CQRS Pattern
Separate read and write models to optimize for different access patterns. Covers command-query separation, read model projections, event-driven synchronization, eventual consistency, and the patterns that scale read-heavy and write-heavy workloads independently.
CQRS (Command Query Responsibility Segregation) separates the write model from the read model. Instead of a single database handling both reads and writes (and doing neither optimally), CQRS lets you optimize each independently. Writes go to a normalized model optimized for consistency. Reads come from denormalized models optimized for queries.
Why CQRS
Traditional CRUD:
Single Model: Users ←JOIN→ Orders ←JOIN→ Products
Write: INSERT INTO orders (user_id, product_id, quantity, ...)
Read: SELECT o.*, u.name, p.title, p.price
FROM orders o
JOIN users u ON o.user_id = u.id
JOIN products p ON o.product_id = p.id
WHERE u.id = 123
ORDER BY o.created_at DESC
Problem: Same schema serves writes (normalized) AND reads (needs JOINs)
3 JOINs on every read → slow at scale
CQRS:
Write Model: Normalized tables (users, orders, products)
Read Model: Denormalized view (order_details_view)
- Pre-joined, pre-computed
- Instant reads, no JOINs
- Updated asynchronously when write model changes
Architecture
Commands (writes) Queries (reads)
│ │
▼ ▼
┌──────────────┐ ┌──────────────┐
│ Command │ │ Query │
│ Handler │ │ Handler │
└──────┬───────┘ └──────┬───────┘
│ │
▼ ▼
┌──────────────┐ ┌──────────────┐
│ Write Model │──Events───→ │ Read Model │
│ (PostgreSQL) │ │ (ElasticSearch│
│ Normalized │ │ or Redis) │
└──────────────┘ └──────────────┘
Write path: Validate → Apply → Store → Publish event
Read path: Query denormalized read model (fast, no JOINs)

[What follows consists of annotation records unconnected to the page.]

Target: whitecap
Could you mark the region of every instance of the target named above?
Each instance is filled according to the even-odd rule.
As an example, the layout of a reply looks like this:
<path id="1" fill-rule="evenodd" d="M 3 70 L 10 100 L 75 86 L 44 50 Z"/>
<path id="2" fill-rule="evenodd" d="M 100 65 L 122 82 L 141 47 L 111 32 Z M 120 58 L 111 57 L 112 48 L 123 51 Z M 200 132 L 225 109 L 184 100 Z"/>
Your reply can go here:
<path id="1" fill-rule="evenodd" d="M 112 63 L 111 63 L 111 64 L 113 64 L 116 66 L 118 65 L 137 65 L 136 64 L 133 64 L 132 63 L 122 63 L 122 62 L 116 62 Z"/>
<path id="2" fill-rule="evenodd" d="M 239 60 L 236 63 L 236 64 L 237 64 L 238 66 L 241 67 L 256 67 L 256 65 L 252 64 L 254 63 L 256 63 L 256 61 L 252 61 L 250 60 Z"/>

Sync: Events update read model asynchronously
Implementation
# Command side: Handle writes
class CreateOrderCommand:
user_id: str
items: list[OrderItem]
class CreateOrderHandler:
def handle(self, command: CreateOrderCommand):
# Validate business rules
user = self.user_repo.get(command.user_id)
if not user.is_active:
raise BusinessError("User account is inactive")
# Create aggregate
order = Order.create(
user_id=command.user_id,
items=command.items,
)
# Persist to write store
self.order_repo.save(order)
# Publish domain events
self.event_bus.publish(OrderCreated(
order_id=order.id,
user_id=order.user_id,
items=order.items,
total=order.total,
))
# Query side: Handle reads
class OrderReadModel:
"""Denormalized read model updated by events."""
def get_user_orders(self, user_id: str):
# No JOINs! Pre-denormalized data
return self.read_store.query(
"SELECT * FROM order_details WHERE user_id = %s ORDER BY created_at DESC",
user_id
)
# Event handler: Sync read model
class OrderReadModelUpdater:
def handle(self, event: OrderCreated):
# Denormalize and store in read model
user = self.user_service.get(event.user_id)
for item in event.items:
product = self.product_service.get(item.product_id)
self.read_store.upsert("order_details", {
"order_id": event.order_id,
"user_id": event.user_id,
"user_name": user.name,
"product_name": product.name,
"quantity": item.quantity,
"price": product.price,
"total": event.total,
"created_at": event.timestamp,
})
Anti-Patterns
| Anti-Pattern | Consequence | Fix |
|---|---|---|
| CQRS for simple CRUD | Unnecessary complexity | CQRS only when read/write patterns diverge significantly |
| Synchronous read model updates | Write latency includes read model update | Async events for read model sync |
| No eventual consistency strategy | UI shows stale data confusingly | ”Your order is being processed” patterns |
| Shared database for read/write | Defeats the purpose | Separate stores, separate optimization |
| Too many read models | Maintenance overhead | One read model per query pattern, not per screen |
CQRS is powerful but not free. It adds complexity, eventual consistency, and operational overhead. Use it when your read and write patterns are fundamentally different — not for every service.